In the two replicate, placebo-controlled, 52-week, phase III INPULSIS trials, nintedanib 150 mg twice daily significantly reduced the annual rate of decline in FVC, the primary endpoint, in subjects ...with idiopathic pulmonary fibrosis (IPF). It is unknown if this effect was uniform across all subjects treated with nintedanib.
To investigate the potential association of demographic and clinical variables with the effect of nintedanib in subjects with IPF.
Subgroup analyses of pooled data from the INPULSIS trials were prespecified. Subgroups were analyzed by sex, age (<65, ≥65 yr), race (white, Asian), baseline FVC percentage predicted (≤70%, >70%), baseline St. George's Respiratory Questionnaire (SGRQ) total score (≤40, >40), smoking status (never, ex/current), systemic corticosteroid use (yes/no), and bronchodilator use (yes/no).

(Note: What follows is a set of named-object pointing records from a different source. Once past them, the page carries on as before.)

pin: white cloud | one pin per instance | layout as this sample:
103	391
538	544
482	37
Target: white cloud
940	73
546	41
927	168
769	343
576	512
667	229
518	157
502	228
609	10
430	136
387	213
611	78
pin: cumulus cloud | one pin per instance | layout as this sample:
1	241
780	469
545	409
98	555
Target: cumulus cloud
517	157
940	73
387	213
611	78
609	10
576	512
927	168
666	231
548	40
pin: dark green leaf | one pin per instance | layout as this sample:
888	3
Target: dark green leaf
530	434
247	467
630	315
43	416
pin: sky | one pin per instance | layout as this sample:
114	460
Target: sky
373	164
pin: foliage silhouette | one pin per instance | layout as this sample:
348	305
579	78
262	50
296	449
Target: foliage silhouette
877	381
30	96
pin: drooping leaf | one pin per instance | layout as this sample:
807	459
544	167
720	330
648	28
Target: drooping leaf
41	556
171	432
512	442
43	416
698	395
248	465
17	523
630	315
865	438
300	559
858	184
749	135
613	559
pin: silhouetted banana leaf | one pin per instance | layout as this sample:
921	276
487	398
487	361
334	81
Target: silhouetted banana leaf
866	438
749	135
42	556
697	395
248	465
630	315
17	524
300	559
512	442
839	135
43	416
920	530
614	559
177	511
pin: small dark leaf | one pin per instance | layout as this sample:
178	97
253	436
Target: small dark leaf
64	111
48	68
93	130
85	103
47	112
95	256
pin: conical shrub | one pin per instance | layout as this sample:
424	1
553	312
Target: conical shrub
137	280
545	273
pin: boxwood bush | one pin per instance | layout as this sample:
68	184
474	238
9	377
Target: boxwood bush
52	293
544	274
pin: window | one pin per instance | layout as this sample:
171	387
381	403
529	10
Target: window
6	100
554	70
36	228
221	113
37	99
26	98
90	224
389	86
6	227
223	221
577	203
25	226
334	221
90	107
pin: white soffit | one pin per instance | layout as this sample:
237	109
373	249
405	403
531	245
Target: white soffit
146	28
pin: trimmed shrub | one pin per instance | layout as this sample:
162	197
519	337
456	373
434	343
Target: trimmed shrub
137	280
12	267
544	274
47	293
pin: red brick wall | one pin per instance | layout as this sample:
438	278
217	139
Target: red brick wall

A total of 1,061 subjects were treated (nintedanib n = 638, placebo n = 423). There was no statistically significant difference in the effect of nintedanib for the primary endpoint or the key secondary endpoints of change from baseline in SGRQ total score or time to first acute exacerbation in any subgroup. Treatment effects for the key secondary endpoints seemed more pronounced in subjects with baseline FVC ≤70% predicted, because the majority of acute exacerbations and a greater deterioration in SGRQ total score occurred in placebo-treated subjects in this subgroup.
Pooled data from the INPULSIS trials support a consistent effect of nintedanib across a range of IPF phenotypes by slowing disease progression across a number of prespecified subgroups.